UX Design Case: Database Credential Management

Geoff Nelowet
NYC Design
Published in
5 min readAug 5, 2018

The Challenge

I was tasked with creating a credential management system for database administrators that captured a broad range of business requirements and critical functionality. The users need an easy way to manage the security credentials for multiple databases to ensure they are valid while also being able to easily identify major potential issues with the credentials. Each database has multiple credentials that are used to connect different applications and systems to that database.

The project stakeholders are building this product for internal employees at their company, and both groups are very much aligned on what is needed in the application. Because of this, I began the design process by creating sketches and high fidelity wireframes, then I presented them to the stakeholders to ensure I was capturing what amounted to particularly complex requirements. After gathering stakeholder feedback and iterating on the designs, I then converted them to full mockups and tested them on users.

Wireframes

As mentioned, I began with low fidelity sketches to map out how the features would fit onto each screen, and how the user would move from one stage to the next.

Initial sketch for table containing credentials
Initial sketch showing how users edit credentials. Users can click on individual credentials in the table and a quick view style flyout menu appears overlayed on the left.
Slightly more detailed iteration of the flyout menu for editing credentials
Second iteration of the table header, which allows users to sort and quick search.

More Detail

After sketching through my initial concepts, I decided to dive into higher fidelity wireframes so that the stakeholders could get a better idea of how specific features were going to be implemented.

Discoveries

After reviewing the designs with stakeholders, the following necessitated important iterations on the designs:

Multi-select

A critical function of the app is the ability for users to quickly apply the same changes to tens or possibly hundreds of database credentials at once. The ability to select multiple values at once and rapidly make changes is integral to the success of the app.

Quick Search

After speaking with stakeholders it was discovered that users needed a way to quickly sort between App/Server name, DB name and username, so controls to quick search each column were added to the table.

Create Credentials

One feature needed that was not originally discussed was the ability to create credentials — simply editing existing credentials was not enough.

Password Interaction

Users need the ability to see passwords for each credential, but controls are needed to maintain proper security. Simply displaying passwords in clear text is not an option, so a UX solution is needed.

Top level overview

This was looked at more as a future feature and outside the scope of the assignment, but users could benefit from having a top level summary of credentials and their state (valid or invalid)

High Fidelity Mockups

Before testing on users, I converted the wireframes to high fidelity mockups.

Credential Table view
Edit view
Multi-select dropdown
Create Credential view

User Testing & Next Steps

Users were shown the mockups on InVision and were tasked with answering a variety of questions ranging from how they interpret parts of the app, what their expectations are, what they like and don’t like, how they would perform certain tasks (create a credential, edit a credential, add multiple DB names, etc.) and so on.
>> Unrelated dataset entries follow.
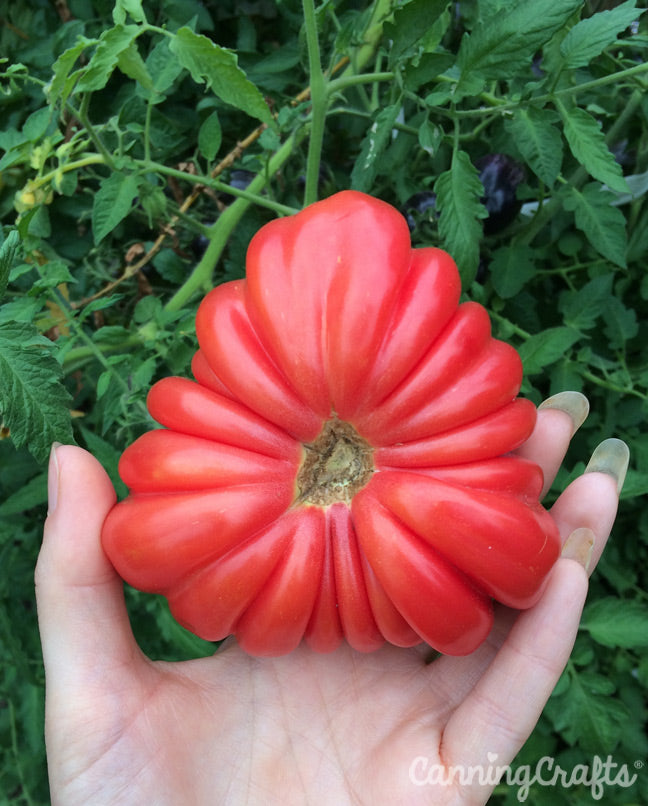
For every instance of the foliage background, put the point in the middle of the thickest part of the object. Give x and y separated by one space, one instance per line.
143 144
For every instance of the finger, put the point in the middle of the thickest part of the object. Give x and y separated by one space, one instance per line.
499 714
559 417
81 611
590 502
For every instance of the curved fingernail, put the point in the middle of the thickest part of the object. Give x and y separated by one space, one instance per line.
579 546
612 456
575 404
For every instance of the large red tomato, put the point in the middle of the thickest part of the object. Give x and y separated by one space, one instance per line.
341 468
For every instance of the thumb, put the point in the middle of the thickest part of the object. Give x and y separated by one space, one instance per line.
81 610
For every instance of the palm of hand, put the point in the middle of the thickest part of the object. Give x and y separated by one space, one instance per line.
305 728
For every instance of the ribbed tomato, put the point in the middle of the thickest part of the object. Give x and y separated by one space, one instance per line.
341 467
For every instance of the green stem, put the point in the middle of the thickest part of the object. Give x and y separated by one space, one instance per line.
82 115
382 9
220 231
197 179
499 106
352 80
319 102
93 159
78 356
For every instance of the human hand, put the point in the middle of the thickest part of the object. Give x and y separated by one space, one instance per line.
302 728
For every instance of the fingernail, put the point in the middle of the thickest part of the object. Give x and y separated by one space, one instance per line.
52 479
575 404
612 457
579 546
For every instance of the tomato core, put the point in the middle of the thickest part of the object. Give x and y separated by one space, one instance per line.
337 465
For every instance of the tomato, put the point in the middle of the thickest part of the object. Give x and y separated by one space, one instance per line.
341 468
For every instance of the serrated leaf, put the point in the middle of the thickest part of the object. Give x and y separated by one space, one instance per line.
620 323
112 43
132 7
603 225
411 22
581 308
510 268
163 67
458 199
210 136
587 715
8 252
35 404
587 144
132 65
539 142
373 146
63 80
588 38
112 203
545 348
507 42
617 622
218 68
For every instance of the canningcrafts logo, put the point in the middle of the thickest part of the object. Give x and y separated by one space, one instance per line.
597 776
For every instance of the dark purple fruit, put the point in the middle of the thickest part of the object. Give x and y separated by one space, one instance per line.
500 175
419 207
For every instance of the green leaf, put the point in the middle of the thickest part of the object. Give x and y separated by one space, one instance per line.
546 348
27 496
582 307
510 268
210 136
603 224
507 42
373 146
411 23
8 252
132 65
112 203
617 622
132 7
218 68
587 714
163 67
35 404
587 144
538 140
620 323
588 38
63 80
111 45
458 199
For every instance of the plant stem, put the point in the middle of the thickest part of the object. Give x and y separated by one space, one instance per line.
92 159
318 103
82 115
351 80
208 181
220 231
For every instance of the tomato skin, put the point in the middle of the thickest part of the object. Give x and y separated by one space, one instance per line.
342 466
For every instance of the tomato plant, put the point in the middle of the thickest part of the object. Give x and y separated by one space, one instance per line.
341 466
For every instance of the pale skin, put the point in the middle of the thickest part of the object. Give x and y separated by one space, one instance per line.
342 728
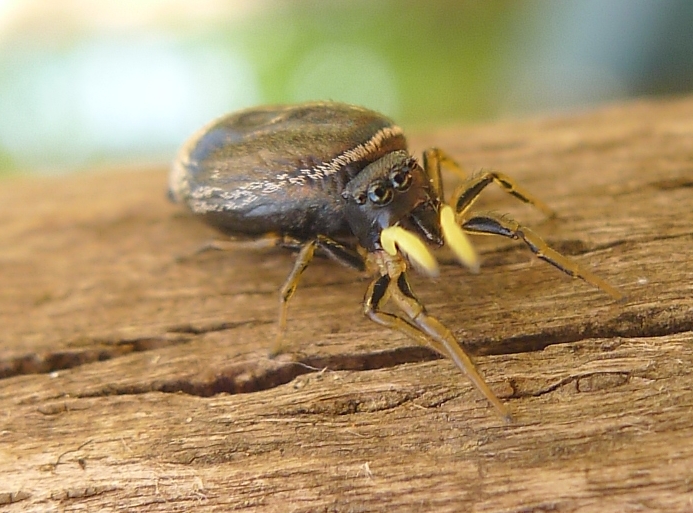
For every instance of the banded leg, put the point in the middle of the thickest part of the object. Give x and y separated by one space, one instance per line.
466 194
489 224
423 328
433 160
332 249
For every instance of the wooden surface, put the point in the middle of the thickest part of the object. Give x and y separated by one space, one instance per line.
133 379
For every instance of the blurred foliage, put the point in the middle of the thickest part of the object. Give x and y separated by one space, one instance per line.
125 82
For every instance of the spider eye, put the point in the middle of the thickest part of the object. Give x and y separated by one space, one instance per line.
379 193
400 179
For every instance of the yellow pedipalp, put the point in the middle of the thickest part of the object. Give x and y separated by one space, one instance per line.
396 238
457 240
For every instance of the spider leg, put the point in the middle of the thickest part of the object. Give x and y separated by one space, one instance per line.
489 224
423 328
306 251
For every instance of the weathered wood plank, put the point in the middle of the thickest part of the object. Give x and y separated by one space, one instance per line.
122 365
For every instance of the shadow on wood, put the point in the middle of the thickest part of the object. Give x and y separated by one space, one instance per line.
133 379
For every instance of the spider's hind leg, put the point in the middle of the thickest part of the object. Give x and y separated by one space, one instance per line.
490 224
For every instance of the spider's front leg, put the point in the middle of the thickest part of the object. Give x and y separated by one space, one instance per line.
423 328
465 195
490 224
306 251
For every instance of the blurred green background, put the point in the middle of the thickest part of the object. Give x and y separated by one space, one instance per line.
87 83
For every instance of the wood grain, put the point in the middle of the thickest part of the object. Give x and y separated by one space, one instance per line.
134 379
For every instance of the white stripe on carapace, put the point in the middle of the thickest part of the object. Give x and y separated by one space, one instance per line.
200 198
394 238
457 240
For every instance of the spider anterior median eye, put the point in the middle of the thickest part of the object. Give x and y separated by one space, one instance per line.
379 193
400 179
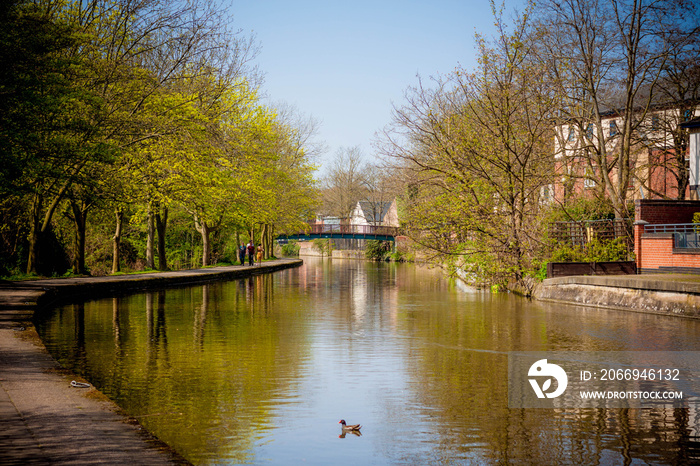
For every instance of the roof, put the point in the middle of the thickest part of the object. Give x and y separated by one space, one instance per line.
370 209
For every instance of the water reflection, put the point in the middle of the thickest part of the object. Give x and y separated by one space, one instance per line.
260 370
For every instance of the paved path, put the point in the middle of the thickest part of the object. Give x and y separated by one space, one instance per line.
43 420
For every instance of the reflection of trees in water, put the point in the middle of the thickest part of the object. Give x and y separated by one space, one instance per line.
459 368
200 366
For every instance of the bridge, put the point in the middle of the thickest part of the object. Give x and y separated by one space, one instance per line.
376 232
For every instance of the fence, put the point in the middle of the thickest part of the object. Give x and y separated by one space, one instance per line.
566 269
581 233
685 235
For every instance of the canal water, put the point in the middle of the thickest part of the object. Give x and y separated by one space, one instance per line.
260 370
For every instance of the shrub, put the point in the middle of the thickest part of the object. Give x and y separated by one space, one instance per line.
291 249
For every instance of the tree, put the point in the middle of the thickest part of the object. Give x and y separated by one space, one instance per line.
477 156
345 183
607 58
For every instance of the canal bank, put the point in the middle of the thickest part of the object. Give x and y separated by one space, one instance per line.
43 419
664 294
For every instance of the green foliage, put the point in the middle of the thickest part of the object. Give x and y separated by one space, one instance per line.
377 250
291 249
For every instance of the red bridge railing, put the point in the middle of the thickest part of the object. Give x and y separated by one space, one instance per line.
318 228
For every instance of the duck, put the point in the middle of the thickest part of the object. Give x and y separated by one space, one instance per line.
350 428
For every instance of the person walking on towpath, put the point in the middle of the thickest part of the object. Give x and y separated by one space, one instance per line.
251 253
260 254
241 253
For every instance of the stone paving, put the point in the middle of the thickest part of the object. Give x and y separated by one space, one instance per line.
43 419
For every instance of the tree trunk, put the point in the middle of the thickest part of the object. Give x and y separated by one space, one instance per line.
34 236
161 224
116 240
38 227
263 235
80 211
204 231
150 262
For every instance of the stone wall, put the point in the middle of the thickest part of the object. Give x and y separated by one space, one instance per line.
628 298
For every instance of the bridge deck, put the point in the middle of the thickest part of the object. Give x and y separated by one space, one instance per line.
373 232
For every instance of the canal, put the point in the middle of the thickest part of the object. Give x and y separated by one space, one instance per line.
260 370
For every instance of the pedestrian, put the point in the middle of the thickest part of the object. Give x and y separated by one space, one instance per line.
251 252
241 253
260 254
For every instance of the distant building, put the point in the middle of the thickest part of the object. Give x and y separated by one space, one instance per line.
652 160
375 213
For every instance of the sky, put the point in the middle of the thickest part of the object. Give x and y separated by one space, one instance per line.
346 63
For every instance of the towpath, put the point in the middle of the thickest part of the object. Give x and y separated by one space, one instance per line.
43 419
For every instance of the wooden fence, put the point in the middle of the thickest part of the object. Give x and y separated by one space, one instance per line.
567 269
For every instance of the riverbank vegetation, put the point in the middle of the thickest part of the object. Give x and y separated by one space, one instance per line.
133 136
475 149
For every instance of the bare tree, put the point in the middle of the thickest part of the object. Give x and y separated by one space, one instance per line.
476 148
606 56
345 183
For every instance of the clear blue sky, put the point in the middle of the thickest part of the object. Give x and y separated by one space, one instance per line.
344 63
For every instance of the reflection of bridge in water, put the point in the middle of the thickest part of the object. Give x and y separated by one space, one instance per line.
377 232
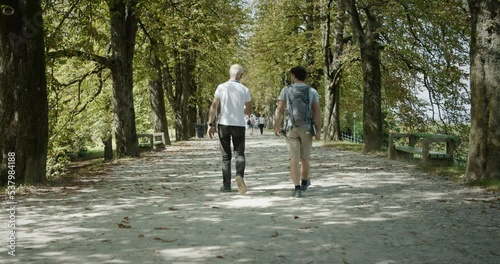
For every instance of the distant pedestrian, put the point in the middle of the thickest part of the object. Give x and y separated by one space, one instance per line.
252 123
303 122
262 121
235 101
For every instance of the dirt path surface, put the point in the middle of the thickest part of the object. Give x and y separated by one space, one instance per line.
166 208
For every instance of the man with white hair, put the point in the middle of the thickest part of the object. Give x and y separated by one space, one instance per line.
235 102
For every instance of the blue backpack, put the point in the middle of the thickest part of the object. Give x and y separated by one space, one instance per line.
299 106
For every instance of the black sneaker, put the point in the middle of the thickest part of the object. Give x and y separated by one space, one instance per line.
304 187
241 184
224 188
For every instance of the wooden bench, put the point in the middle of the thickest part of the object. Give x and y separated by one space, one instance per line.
429 157
153 139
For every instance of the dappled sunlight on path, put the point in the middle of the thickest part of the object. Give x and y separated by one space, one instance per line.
166 208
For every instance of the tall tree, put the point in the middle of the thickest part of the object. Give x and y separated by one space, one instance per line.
484 146
332 66
124 25
368 41
23 91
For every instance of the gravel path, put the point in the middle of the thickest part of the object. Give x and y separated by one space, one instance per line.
166 208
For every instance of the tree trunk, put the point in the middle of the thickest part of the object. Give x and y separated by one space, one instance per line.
484 144
332 71
23 92
184 88
108 149
157 96
372 91
123 33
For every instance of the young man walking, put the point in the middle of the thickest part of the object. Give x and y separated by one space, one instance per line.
302 102
235 102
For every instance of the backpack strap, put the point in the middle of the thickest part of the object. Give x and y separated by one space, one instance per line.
289 106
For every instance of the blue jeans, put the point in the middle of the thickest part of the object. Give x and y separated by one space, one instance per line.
235 134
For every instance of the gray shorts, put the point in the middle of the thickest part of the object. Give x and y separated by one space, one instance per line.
299 141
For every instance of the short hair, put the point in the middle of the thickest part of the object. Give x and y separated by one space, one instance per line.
299 72
235 70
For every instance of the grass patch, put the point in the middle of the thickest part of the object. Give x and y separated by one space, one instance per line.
490 184
344 145
453 173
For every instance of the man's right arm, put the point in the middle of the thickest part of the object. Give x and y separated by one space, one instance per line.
278 116
213 110
248 108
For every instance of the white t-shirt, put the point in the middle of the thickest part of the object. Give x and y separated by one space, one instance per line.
262 120
233 95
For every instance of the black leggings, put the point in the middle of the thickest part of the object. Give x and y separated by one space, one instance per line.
235 134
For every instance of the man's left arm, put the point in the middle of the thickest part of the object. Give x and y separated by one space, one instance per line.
211 117
317 119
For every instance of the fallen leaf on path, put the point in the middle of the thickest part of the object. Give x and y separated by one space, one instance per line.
165 240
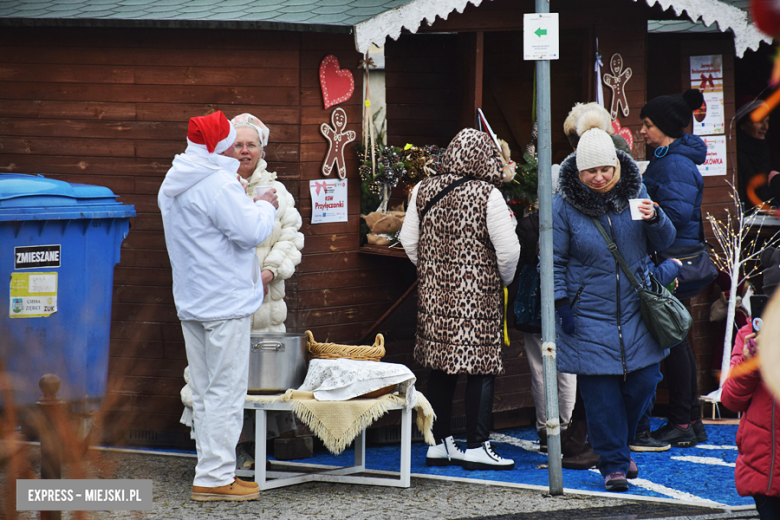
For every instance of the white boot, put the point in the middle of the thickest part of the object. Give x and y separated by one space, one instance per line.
446 453
485 458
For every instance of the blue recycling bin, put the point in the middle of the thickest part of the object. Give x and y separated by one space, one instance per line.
60 243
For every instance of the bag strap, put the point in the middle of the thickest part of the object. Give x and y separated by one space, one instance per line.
441 194
614 250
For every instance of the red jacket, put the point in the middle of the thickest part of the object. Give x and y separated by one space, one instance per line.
758 436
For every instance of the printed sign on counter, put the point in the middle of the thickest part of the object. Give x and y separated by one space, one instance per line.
33 295
715 163
707 76
328 201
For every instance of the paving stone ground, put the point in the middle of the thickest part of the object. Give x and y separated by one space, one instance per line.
426 498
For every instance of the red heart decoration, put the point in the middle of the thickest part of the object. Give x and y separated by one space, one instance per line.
625 133
337 84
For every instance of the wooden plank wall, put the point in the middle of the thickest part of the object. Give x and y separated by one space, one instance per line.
341 292
110 107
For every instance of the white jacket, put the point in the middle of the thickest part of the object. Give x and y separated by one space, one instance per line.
501 229
279 253
211 230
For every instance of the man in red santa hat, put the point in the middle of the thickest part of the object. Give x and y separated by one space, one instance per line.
211 231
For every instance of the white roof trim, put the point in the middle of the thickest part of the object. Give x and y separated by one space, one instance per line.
410 16
727 16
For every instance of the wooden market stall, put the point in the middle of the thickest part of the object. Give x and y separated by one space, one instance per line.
103 96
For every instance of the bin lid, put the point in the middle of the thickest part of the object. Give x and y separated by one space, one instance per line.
35 197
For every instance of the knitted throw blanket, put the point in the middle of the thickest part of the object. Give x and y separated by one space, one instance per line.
337 423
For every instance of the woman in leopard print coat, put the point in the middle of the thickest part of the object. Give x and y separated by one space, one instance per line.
465 248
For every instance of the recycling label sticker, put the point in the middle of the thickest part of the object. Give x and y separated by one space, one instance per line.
33 295
31 257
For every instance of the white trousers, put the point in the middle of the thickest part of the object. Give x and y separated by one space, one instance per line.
218 354
567 384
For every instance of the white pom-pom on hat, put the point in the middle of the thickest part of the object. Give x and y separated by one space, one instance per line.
595 147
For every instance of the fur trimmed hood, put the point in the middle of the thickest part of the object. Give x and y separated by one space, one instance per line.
593 204
473 154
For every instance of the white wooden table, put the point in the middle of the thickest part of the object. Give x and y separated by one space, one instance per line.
344 475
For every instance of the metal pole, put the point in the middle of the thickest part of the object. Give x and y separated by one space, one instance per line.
546 260
51 442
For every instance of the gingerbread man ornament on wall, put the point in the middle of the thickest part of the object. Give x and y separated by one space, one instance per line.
338 139
617 82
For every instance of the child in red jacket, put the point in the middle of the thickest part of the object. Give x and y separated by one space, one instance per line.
757 473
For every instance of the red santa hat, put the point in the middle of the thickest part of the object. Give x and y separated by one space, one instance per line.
213 132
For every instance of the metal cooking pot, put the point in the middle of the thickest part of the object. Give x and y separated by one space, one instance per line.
277 362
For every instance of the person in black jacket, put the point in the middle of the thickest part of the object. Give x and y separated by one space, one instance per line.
754 161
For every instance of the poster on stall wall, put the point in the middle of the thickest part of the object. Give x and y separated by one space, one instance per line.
328 201
707 76
715 163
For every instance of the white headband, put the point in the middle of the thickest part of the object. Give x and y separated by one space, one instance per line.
247 119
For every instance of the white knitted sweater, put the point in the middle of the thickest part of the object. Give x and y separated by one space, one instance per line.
280 252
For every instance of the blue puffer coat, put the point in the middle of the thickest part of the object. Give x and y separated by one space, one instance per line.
674 182
610 337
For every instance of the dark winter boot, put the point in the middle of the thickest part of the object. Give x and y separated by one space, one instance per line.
542 440
573 438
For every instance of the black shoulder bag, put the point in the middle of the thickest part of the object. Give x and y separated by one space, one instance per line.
436 198
666 317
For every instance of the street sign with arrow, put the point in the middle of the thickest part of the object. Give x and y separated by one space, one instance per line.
540 36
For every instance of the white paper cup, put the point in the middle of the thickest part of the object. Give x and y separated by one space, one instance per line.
634 205
260 190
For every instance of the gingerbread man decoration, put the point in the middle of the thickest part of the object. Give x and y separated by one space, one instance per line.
338 140
617 82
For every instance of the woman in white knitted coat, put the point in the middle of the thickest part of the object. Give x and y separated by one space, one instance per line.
281 251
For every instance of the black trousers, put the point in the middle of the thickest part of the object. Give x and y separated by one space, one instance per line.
479 405
683 384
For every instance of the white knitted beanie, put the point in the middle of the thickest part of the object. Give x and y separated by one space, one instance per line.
595 147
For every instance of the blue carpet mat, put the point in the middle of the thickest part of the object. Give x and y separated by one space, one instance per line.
703 475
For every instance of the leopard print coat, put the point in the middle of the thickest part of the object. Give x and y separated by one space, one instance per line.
460 307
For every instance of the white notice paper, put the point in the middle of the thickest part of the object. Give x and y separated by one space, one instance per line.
707 76
328 201
715 163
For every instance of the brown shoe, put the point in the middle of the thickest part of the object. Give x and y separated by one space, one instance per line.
586 459
247 483
232 492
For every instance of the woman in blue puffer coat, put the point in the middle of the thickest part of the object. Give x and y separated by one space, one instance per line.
674 182
602 337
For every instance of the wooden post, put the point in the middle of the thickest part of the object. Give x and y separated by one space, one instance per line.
472 46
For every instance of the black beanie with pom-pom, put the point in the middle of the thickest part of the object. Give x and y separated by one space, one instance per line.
673 113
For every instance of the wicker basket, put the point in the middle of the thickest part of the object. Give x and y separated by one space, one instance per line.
357 352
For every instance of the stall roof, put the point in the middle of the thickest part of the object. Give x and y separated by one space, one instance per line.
371 21
731 14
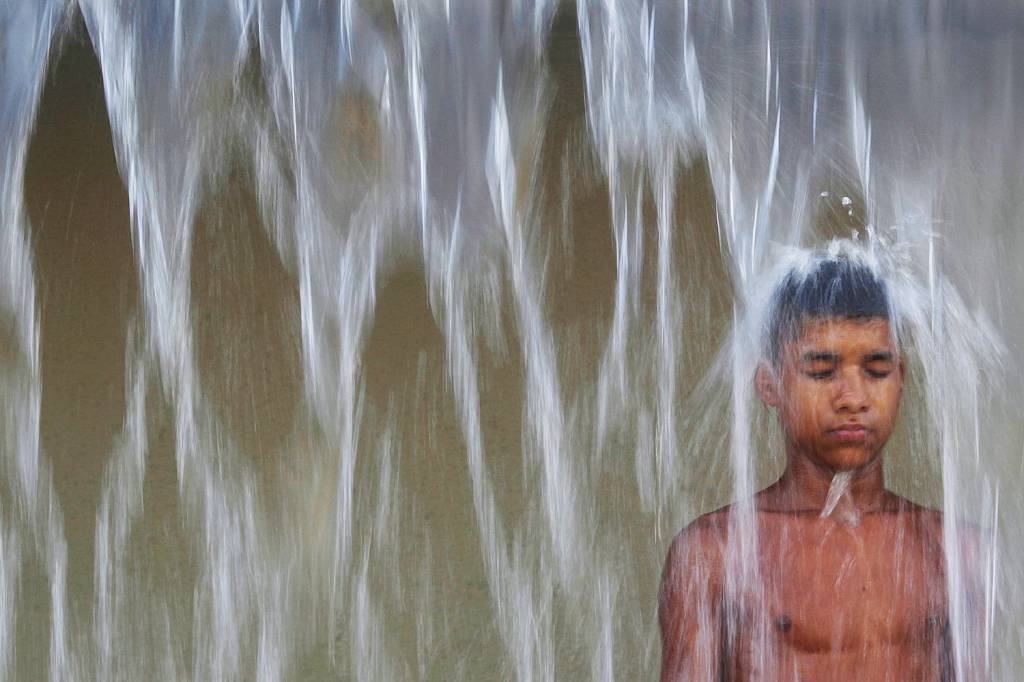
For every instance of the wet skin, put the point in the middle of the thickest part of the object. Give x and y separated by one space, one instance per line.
855 594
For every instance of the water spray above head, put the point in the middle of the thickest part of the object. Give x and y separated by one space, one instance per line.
830 286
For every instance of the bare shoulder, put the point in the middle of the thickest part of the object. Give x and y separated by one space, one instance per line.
696 550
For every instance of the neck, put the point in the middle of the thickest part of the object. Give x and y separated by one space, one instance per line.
805 484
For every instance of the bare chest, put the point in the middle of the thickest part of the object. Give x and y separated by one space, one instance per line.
827 589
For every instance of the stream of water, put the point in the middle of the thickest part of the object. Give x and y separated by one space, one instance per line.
525 249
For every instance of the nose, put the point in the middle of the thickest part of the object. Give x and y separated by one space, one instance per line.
852 392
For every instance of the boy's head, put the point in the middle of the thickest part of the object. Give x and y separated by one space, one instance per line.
833 370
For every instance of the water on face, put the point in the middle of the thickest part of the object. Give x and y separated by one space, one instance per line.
395 340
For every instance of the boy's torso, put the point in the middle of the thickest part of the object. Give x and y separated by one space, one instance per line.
841 600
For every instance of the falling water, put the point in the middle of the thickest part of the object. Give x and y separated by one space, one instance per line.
442 317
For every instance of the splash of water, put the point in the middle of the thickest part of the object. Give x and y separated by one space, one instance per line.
376 133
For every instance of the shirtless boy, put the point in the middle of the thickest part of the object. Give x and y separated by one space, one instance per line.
850 588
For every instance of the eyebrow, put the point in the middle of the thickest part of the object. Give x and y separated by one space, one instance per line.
819 356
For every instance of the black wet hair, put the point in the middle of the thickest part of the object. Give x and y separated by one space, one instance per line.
834 289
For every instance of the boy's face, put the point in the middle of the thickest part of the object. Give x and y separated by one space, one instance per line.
837 390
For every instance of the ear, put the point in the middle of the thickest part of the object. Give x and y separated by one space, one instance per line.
767 386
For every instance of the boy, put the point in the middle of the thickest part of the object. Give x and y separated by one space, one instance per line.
851 581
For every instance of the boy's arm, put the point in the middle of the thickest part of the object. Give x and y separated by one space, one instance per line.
690 607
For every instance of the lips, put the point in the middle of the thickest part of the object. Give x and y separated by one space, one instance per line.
850 433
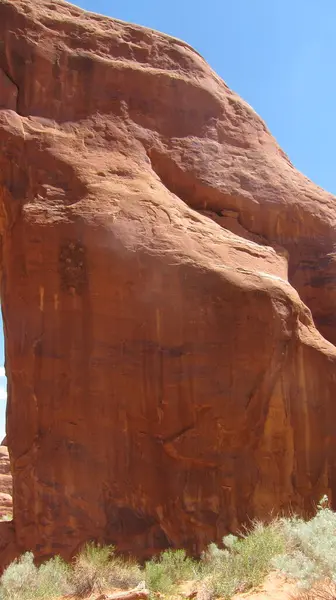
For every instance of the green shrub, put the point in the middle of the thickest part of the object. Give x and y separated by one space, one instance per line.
172 567
98 568
310 554
244 562
22 580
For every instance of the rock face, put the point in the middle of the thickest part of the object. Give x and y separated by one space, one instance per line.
166 280
5 485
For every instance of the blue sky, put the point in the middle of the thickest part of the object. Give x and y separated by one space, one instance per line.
279 55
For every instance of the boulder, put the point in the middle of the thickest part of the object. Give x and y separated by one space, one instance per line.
168 294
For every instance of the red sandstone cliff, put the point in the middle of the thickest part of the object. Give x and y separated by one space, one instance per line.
166 275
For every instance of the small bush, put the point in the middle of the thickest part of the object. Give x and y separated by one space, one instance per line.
172 567
22 580
310 555
244 562
98 568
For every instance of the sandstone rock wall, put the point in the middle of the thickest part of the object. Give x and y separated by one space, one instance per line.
166 279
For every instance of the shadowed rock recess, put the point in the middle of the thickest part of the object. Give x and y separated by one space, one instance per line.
168 286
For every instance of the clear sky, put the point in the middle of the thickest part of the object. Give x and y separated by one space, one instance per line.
279 55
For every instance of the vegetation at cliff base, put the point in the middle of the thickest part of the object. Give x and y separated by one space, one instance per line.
302 551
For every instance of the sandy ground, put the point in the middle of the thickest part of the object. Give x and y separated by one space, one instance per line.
274 588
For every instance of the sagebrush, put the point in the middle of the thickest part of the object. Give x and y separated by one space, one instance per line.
304 551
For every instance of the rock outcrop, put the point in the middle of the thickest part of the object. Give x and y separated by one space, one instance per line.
167 278
5 485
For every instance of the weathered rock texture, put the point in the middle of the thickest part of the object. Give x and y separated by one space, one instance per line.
166 278
5 485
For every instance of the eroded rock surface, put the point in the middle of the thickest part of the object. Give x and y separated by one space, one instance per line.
5 485
166 278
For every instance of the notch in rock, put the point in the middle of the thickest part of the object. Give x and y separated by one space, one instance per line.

Environment used for testing the designs with users

The main takeaway from testing was that there needed to be more emphasis on the ability to apply changes to many credentials at once. Enabling users to quickly make large scale changes should have been the central focus of the initial design strategy, and while the current iteration of designs does serve that need, I believe there could be a few different solutions that would provide an even better experience than the current design, which is functionally a minimum viable product.

Additionally, one consideration about the user base for this app is that users are database administrators, are very technically capable and have a broad and thorough understanding of what they’re looking at and what they need. Designing the application for efficient use at the expense of affordance and clarity would actually make a lot of sense in this context. With that in mind, I would have explored different workflows from the beginning that may have been complicated on the surface but would ultimately save time in the long run for the user — a multi-modal experience, a credential diffing view, in-line editing, multi-step editing — those things all likely would make more sense now based on insights gained from user testing.